On the other hand, the Resolutions of September 30, 1998, March 26, 1999, and November 26, 2008, concluded that the purchase option examined in them was granted as a guarantee (given the direct connection between the option right and the vicissitudes of the acknowledged debt, such that the exercise of that right was conditioned on the non-payment of this) understanding that this violates the traditional prohibition of the resolutory condition of Articles 1859 and 1884 of the Civil Code. Or the case of the Resolution of July 20, 2012, in an instance of a deed in which a company acknowledged a debt in favor of another subject to an unexpired amortization term and in the same deed agreed on a cession in payment of the assumed debt, subjecting this cession to a suspensive condition so that the cession would be without effect in the event that, on the due date of the obligation, the debtor transferor had paid the creditor transferee the amount owed (see the close connection between the fate of the guaranteed credit and the effectiveness of the transmission).

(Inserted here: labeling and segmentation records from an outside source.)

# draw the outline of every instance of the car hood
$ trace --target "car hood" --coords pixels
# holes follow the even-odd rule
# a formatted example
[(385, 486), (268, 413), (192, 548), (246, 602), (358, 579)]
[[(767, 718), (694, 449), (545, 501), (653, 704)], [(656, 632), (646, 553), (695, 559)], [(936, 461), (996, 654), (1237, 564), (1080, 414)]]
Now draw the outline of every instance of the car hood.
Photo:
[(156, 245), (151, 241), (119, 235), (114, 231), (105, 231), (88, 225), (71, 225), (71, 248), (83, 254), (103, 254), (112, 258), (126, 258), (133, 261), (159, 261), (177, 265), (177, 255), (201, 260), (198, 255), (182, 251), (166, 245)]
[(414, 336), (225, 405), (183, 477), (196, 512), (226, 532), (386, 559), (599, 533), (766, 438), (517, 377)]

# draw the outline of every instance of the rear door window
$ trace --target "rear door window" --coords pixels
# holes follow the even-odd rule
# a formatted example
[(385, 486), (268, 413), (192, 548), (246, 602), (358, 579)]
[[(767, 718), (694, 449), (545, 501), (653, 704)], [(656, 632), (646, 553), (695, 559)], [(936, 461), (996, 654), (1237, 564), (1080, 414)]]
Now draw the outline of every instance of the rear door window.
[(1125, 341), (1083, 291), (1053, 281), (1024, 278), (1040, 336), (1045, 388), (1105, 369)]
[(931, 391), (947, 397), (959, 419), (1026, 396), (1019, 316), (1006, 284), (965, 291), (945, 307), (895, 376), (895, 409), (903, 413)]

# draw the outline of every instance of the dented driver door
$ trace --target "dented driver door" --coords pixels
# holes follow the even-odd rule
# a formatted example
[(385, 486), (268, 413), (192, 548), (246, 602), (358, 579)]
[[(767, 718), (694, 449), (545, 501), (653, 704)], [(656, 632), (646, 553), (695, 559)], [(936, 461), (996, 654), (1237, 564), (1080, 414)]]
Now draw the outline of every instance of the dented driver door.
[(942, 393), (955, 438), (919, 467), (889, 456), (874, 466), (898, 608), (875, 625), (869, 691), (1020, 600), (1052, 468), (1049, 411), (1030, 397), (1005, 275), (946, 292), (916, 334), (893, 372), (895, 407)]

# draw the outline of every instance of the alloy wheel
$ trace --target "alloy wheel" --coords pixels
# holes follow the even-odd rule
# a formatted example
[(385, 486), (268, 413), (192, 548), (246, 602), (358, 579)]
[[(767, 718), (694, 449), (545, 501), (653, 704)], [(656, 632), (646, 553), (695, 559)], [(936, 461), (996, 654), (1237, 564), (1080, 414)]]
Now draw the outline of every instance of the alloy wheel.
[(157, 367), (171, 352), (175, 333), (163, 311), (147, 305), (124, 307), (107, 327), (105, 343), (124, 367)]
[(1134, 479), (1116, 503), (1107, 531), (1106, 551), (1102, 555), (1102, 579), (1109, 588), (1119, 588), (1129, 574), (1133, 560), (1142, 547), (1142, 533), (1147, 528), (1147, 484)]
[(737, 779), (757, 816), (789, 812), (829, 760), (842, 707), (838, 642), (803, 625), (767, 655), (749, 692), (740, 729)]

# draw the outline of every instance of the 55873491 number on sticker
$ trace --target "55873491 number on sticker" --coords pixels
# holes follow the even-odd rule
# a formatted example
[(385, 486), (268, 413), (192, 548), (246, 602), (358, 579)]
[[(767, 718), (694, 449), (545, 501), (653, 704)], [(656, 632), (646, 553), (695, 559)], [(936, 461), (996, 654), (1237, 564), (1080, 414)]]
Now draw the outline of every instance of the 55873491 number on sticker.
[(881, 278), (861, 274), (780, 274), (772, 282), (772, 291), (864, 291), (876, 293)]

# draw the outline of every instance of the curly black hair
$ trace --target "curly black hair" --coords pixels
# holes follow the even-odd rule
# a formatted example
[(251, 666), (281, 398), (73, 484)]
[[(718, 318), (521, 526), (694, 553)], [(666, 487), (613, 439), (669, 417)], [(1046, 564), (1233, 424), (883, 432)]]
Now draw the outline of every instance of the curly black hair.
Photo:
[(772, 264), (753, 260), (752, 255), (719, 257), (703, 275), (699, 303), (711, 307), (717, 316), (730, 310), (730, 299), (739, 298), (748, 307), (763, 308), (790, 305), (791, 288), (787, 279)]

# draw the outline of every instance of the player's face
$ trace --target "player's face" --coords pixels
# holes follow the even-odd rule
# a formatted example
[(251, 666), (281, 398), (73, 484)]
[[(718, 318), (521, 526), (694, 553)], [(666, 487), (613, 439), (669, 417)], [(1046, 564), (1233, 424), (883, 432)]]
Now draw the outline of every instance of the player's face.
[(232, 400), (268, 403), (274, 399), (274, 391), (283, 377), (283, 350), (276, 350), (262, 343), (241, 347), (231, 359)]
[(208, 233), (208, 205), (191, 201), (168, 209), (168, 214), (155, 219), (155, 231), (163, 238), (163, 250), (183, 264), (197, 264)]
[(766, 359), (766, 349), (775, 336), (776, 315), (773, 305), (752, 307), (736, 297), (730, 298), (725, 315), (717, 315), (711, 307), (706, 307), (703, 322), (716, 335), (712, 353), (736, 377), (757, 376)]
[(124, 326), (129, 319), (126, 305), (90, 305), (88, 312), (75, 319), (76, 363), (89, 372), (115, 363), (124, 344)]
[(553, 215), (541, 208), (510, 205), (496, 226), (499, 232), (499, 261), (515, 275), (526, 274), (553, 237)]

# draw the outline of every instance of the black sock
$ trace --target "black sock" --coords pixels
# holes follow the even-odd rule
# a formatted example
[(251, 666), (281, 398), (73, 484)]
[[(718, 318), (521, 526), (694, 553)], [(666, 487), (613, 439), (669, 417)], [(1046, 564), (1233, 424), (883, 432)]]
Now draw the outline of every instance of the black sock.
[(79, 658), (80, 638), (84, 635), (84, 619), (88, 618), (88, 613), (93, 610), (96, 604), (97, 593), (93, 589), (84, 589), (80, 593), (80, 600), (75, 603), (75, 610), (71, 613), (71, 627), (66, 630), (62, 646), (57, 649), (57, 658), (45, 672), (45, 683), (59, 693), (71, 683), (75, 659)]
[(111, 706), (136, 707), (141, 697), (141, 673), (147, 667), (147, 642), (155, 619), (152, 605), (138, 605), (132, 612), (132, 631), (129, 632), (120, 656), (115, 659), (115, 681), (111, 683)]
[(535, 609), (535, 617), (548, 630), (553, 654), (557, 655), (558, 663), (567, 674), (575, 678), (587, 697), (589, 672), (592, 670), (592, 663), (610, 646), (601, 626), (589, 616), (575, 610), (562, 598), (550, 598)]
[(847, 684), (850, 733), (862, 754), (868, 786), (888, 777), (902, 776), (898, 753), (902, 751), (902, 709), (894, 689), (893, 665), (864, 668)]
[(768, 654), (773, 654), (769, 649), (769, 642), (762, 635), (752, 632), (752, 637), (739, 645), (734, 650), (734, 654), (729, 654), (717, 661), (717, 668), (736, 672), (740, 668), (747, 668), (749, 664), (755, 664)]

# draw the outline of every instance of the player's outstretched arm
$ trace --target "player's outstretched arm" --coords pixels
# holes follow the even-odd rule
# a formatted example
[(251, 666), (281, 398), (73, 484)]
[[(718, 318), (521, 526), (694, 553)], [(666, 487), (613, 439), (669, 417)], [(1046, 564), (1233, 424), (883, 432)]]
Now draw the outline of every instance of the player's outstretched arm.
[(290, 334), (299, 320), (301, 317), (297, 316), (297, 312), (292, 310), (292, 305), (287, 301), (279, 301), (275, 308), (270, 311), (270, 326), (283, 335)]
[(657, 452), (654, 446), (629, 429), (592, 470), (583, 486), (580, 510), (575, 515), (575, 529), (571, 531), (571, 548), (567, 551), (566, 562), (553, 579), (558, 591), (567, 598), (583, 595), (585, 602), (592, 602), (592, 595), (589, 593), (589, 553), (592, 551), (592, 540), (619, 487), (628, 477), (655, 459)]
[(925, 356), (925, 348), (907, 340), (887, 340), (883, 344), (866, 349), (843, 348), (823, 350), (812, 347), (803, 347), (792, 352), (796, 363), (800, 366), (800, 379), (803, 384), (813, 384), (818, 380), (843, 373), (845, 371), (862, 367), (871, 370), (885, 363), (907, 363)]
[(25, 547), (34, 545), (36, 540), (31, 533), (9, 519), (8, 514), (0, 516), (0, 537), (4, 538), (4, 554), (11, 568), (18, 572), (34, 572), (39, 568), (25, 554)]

As pointed out by the aforementioned DGRN Resolution of July 20, 2012, echoing the jurisprudence of this chamber, the common will to transmit and acquire is not enough to provoke the sought-after transfer effect because “on one hand, the theory of title and mode for the voluntary and “intervivos” transmission of real rights governs (cf. Article 609 CC) and on the other, the validity of the contract presupposes the concurrence of a sufficient cause that justifies the legal recognition of the practical purpose pursued by the contracting parties (cf. Articles 1261-3, 1274 to 1277 of the Civil Code)”. In the “sale under guarantee” the true intent of the parties is not to effect an actual and definitive transfer of ownership but a provisional and cautionary transfer, serving as a guarantee, to be consolidated in the event of non-fulfillment of the obligation,” a purpose not supported by the legal system due to its contradiction to the prohibition of the resolutory condition imposed by the reiterated Articles 1859 and 1884 of the Civil Code. Consequently, in accordance with the jurisprudence extensively cited above, this results in the full and radical nullity of the transaction that commits such infringement.
However, the delivery of the real estate, although it cannot serve as a guarantee, can have a solutory function (…) because in the case of a liquidated, matured, and demandable debt (as was the case in the deed-in-lieu of payment subject to the Resolution of the DGRN of July 20, 2012), the transfer of the real estate through sale (or via a deed-in-lieu of payment) cannot serve as a guarantee but rather has a solutory purpose (…) (a performance different from that which constituted the content of the due obligation aliud pro alio, with agreement to consider the obligation extinguished).
In conclusion, the sale under guarantee is prohibited by the legal system and will be declared null and void by the jurisdiction at the request of the borrowing party.